Few business topics have generated greater attention than the management of organizational change. The Human Resource Institute’s series of Major Issues surveys shows that “managing change” was perennially ranked among the top workforce-management issues throughout the 1990s and into this decade.What’s more, research conducted by The Conference Board (2005) found that CEOs around the globe identify “speed, flexibility, adaptability to change” as among their greatest concerns.

Why so much emphasis on change management? Business growth with sustained high performance requires relentless, well-executed change just to keep pace with new markets, technologies, and competitors. The alternative is underperformance, even business failure. Countless business stories have revealed poorly executed mergers, downsizings, or strategy shifts that did not deliver promised results. In other words, organizations must “adapt or die.”

To learn more about this subject, Canadian Management Centre (CMC) commissioned the Human Resource Institute (HRI) to conduct a global survey focusing on organizational agility and resilience. In this survey, the CMC/HRI team focused on the changing external conditions experienced by organizations as well as what companies are doing internally at the individual, team, and organizational levels to manage or even induce change. In addition, we looked at the role of industry structure in helping or hindering change efforts.

Specifically, we wanted to know if there are unique differences in how higherperforming organizations view change and manage it. Therefore, we made an effort to identify the most profitable, competitive, and dominant organizations in their markets as well as the practices, competencies, and other assets they use to manage change. Although it is impossible to attribute causality in any survey, we believe that the patterns revealed are highly suggestive. Below is a quick review of the some of the main findings:

  1. The vast majority of respondents (82%) report that the pace of change experienced by their organizations has increased compared with five years ago.
  2. A  majority (69%) say that their organizations had experienced disruptive change—that is, severe surprises or unanticipated shocks—over the previous 12 months.
  3. There are meaningful differences among surveyed organizations in the highest- and lowest-performing categories. Compared with their lowerperforming counterparts, higher performers were more likely to:
  • View themselves as agile and resilient.
  • See “change as an opportunity.”
  • Say that the pace of change has gotten faster but remains predictable.
  • View themselves as having better change capacities at the individual, team, and organizational levels.
  • Engage in strategies such as training to improve managers’change-management skills.

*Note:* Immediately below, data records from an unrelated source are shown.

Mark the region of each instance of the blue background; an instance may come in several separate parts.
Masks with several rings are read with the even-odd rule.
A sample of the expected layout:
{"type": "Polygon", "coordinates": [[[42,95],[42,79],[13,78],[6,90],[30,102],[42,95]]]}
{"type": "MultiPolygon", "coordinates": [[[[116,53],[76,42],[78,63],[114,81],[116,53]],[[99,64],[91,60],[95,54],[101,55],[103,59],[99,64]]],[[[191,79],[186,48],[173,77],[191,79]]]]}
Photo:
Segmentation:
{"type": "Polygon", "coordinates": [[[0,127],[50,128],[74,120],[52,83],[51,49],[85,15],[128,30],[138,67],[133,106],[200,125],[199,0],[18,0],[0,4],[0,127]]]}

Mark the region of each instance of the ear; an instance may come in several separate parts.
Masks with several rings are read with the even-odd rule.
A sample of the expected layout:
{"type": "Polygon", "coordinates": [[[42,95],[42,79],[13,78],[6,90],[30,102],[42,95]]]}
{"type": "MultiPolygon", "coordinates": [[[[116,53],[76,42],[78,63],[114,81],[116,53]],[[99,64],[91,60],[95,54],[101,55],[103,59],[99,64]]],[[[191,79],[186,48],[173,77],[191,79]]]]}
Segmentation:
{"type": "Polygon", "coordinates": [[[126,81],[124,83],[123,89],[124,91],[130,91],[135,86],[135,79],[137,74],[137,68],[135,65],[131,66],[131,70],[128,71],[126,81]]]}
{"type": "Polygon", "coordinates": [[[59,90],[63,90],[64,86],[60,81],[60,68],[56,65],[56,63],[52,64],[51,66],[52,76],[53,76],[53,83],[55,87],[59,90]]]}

There are many drivers of change, of course. The survey found that the most important ones are related to the expectations of customers and vendors, new products and services, and technological and process changes. Aside from these, however, the survey also found that a significant portion of higher-performing companies (about 20%) say that they “induce change and force others to react.” This suggests to us that, all other things being equal, the pace of change is unlikely to slow in the near future. There are simply too many organizations that see change as a competitive advantage. These organizations will continue to push the envelope in terms of faster speed to market, more innovation, better customer service, and the quicker adoption of new technologies.

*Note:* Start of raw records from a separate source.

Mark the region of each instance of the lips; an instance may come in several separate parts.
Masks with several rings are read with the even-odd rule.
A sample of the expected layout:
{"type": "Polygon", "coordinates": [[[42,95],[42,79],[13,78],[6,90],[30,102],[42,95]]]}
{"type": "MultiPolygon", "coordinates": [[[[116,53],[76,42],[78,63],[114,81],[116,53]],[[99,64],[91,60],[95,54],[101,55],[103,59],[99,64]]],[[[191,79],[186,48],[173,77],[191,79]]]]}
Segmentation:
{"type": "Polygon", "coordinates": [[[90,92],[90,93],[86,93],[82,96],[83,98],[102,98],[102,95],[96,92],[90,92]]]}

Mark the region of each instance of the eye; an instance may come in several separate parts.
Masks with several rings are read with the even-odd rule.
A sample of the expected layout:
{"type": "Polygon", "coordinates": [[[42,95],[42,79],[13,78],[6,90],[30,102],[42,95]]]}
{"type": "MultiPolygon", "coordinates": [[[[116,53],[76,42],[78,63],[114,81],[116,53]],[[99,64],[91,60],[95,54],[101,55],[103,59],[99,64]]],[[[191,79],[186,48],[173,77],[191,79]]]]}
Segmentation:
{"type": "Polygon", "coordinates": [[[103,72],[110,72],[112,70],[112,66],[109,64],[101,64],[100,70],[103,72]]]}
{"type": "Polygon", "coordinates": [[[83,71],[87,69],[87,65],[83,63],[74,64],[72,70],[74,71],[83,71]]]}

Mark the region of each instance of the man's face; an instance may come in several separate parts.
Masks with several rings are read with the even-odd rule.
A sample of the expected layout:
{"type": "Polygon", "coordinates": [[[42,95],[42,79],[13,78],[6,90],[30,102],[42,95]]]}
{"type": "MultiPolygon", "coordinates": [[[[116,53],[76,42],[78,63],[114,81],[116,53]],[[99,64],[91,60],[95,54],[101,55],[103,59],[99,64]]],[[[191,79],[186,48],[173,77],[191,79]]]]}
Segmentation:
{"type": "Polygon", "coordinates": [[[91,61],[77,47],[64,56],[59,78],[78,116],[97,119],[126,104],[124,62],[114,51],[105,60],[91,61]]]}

We believe that companies of the future will benefit by finding good ways of measuring their capacity to manage change; that is, their “adaptive capacity.” These organizations will be able to gauge their current agility and resilience and then determine additional needs. In this way, they’ll be able to reduce the risks of being “overexposed” to changes in their business environment.

When gauging their adaptive capacity, organizations will look at four different levels: the individual employee, team, organization, and industry. By developing strategies for each of these levels—and by maintaining a balance between agility and resilience—corporations will be able to boost their capacity for change. This will be an ongoing and very dynamic process of adaptation.